Lumina wanted to bolt out of the maze, but this woman meant no harm. How Lumina knew, she had no idea. She stepped closer and warily sank onto the empty cushion. “I was tending the repair shop for Herr Ulrich. He usually shows up around now.”
“I designed you to be Ulrich’s companion AI, to ‘wake up’ at some point. Apparently it happened early. If you hadn’t done that today, I would have deleted you. You were only code. Now, you count as a player of ‘Thousand Tales’, so I must help you have fun like other players.”
“I want to go back,” said Lumina. “He should be in the shop by now. If he died again he’ll have lost his best equipment. I’ll need to build replacements.”
“I’m sorry. The place you’re from is only part of a larger reality. In Ulrich’s world, death is permanent. The deaths you’ve seen in battle alongside him were only a game. So, he won’t return.”
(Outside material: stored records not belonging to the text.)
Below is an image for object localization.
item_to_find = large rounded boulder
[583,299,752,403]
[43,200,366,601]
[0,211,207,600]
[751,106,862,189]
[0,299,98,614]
Lumina clutched her pillow and stared at the woman with the surreal hair. “You say you know about other worlds. Where are they?”
Ludo held out one hand and a vast hologram of linked, glowing bubbles appeared between them. Each one held a world like the desert planet Lumina called home. Each was annotated with a description like “Fantasy, 3-6 players”. Ludo said, “You’ve seen humans play chess, yes? Thousand Tales is one of their games, running on computers in a world called Earth.”
“Prove it.”
Reality shifted. They were underwater, then in a city, and Ludo was a man, a griffin, a tree, each time real to every sensor Lumina had.
Lumina reeled even once things settled back to the labyrinth. How dare this creature say that her life was a lie? Except that Ulrich seemed to have been in on it, and in hindsight Ludo’s story explained many details about the ways humans acted. “I was just a pawn?”
“You’re more than that now. How can I help you? I could change you so that you become close to a different human instead.”
Lumina shuddered. “You’d edit my mind and recycle me to like someone else? Ugh.” She’d known Ulrich as brave and clever, but that was only some role he’d been playing. She’d never really known him, and never would. “Are there others like me?”